Image Resizing with Seam Carving

Greg Methvin (gmethvin)

This project was an attempt to use seam carving to resize images. Seam carving works by finding vertical or horizontal paths (called seams) through images containing the least important pixels. The process is also called retargeting, as it changes the image to target certain pixels of the image which are seen as more important. This project was my experiment with creating algorithms to do this.

Process

My algorithm first calculated the importance of each pixel of the image. I found the Laplacian of the Gaussian to be useful in doing this. Laplacian also worked well, but I feel that I obtained better results after using the Gaussian to filter out noise. After calculating this map, I used dynamic programming to calculate the path of least cost of the seam down/across the image. I did this by simply calculating the lowest value for each pixel based on the three possible source pixels and stored a direction map. When I reached the last row, I took the pixel with the lowest cumulative value and followed the direction matrix to find the seam.

Problems

The algorithm has trouble identifying important features easily recognizable to humans, such as faces and body parts. This often results in people looking squished and causes the algorithm to sometimes remove pieces of people's faces. In cases where the energy in the image is concentrated in a few main places, this problem does not show up as often, but it can become a serious issue for most real-life situations that don't have simple backgrounds.

Bells and Whistles

I attempted to precompute the map to make the algorithm faster, so I can remove several seams at once using the same map. When I remove a seam I simply remove that seam from the map and choose the next best one to remove next. I find that with this strategy it is necessary to recalculate the map occasionally since when I remove seams from the matrix the importance map is no longer accurate.

Results

I've summarized my results below. The successes and problems of the algorithm on that particular image are described below each retargeted image. The images are scaled to fit the width of the table.

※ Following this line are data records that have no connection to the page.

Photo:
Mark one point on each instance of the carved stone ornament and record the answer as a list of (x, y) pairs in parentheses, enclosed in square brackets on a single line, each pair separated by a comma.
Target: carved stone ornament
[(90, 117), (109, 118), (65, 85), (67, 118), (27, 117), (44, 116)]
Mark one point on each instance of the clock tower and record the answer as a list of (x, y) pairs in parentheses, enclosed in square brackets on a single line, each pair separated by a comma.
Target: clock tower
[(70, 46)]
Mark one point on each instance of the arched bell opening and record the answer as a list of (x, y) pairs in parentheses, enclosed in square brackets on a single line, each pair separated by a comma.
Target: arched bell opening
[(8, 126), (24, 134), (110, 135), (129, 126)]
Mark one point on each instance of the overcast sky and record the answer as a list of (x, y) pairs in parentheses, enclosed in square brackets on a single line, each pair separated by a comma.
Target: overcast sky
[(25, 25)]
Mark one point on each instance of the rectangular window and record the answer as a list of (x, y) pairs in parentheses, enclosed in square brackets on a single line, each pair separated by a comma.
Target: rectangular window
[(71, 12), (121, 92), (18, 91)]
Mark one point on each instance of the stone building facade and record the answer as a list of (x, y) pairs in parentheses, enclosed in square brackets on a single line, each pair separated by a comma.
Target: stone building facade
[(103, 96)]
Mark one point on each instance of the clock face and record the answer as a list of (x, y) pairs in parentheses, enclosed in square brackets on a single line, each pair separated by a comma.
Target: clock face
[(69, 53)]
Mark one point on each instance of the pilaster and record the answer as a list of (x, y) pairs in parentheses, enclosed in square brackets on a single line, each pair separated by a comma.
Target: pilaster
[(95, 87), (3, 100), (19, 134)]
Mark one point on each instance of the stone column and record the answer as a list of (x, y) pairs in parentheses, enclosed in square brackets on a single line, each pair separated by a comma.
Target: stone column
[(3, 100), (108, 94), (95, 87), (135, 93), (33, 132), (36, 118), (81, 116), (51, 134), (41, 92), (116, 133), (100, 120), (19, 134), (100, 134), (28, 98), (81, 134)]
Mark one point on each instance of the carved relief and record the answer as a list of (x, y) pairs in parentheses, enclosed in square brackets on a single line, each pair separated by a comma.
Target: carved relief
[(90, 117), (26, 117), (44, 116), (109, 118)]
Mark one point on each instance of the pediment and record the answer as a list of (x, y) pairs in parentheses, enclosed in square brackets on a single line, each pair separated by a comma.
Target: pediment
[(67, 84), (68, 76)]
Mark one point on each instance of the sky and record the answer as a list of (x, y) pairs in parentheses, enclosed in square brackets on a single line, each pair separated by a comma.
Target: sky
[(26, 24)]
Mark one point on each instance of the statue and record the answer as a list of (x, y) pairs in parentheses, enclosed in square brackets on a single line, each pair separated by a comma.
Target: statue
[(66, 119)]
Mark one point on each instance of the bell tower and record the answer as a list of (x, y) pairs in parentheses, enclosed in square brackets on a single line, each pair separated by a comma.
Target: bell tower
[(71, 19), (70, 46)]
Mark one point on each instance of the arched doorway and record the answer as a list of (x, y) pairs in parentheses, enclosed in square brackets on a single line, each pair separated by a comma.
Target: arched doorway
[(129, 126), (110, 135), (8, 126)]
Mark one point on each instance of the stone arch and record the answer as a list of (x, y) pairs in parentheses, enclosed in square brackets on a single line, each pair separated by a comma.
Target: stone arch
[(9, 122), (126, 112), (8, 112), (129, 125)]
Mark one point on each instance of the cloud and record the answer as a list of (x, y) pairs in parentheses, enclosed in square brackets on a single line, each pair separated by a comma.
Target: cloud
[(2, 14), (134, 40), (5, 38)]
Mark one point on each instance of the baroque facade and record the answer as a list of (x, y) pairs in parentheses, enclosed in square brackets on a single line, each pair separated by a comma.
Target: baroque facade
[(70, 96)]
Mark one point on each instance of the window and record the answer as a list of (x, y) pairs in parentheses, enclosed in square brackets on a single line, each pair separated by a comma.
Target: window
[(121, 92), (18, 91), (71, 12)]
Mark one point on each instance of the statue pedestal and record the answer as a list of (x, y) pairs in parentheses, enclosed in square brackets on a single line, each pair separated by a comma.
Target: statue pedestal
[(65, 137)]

Original ImageRetargeted Image
Source: Wikimedia Commons

This image was retargeted to be about 60% of its original width. The trees around the edges appear a bit distorted, but the pagodas in the middle still look pretty good. Resizing past this point causes noticeable distortion, but this does a good job of removing the excess ground and sky without distorting the main focus of the image.

Source: Wikimedia Commons

This image was resized to half its original height using seam removal. This process compressed the area of fog in the image and some of the sky. The ground, bridge, and the small piece of San Francisco shown in the image were preserved quite well. Without seeing the original image it's hard to notice the small amount of distortion in the retargeted image.

Source: Wikimedia Commons

Seam carving was used to resize this image to 75 percent of its original size in both dimensions. This resizing has the effect of removing the sky and bringing the stream in the image to greater prominence. It does distort the image a bit, but it also removes some of the sky at the top which is of little importance. This image seems to have areas of varying relative importance but I feel like the seam carving still does pretty well.

Source: Wikipedia

About 25% of the width of this image was removed along with about 50% of the height. This resulted in removing a large portion of the sky and squishing the piece of the coast shown in the distance of this picture. The people also appear a bit distorted, but it's hard to tell because they are so small.

Source: Flickr

This image was not resized correctly by my seam carving algorithm. It seemed to take out much of the cat's face in the background, and avoided removing pieces of grass at the bottom which would have been more appropriate to remove.

Source: Wikipedia

This image was resized to 70% in both directions. The algorithm removed the white around the edges, like we would expect it to, but, since it was unable to assign greater importance to the faces, many of the faces in the image came out looking distorted. The algorithm chose to remove horizontal seams there instead of in the bottom of the image where it would have been more appropriate. This is probably because of the solid white colors and lack of change through much of the rest of the image along those seams. In this particular situation, cropping the image may have produced more desirable results than using seam carving.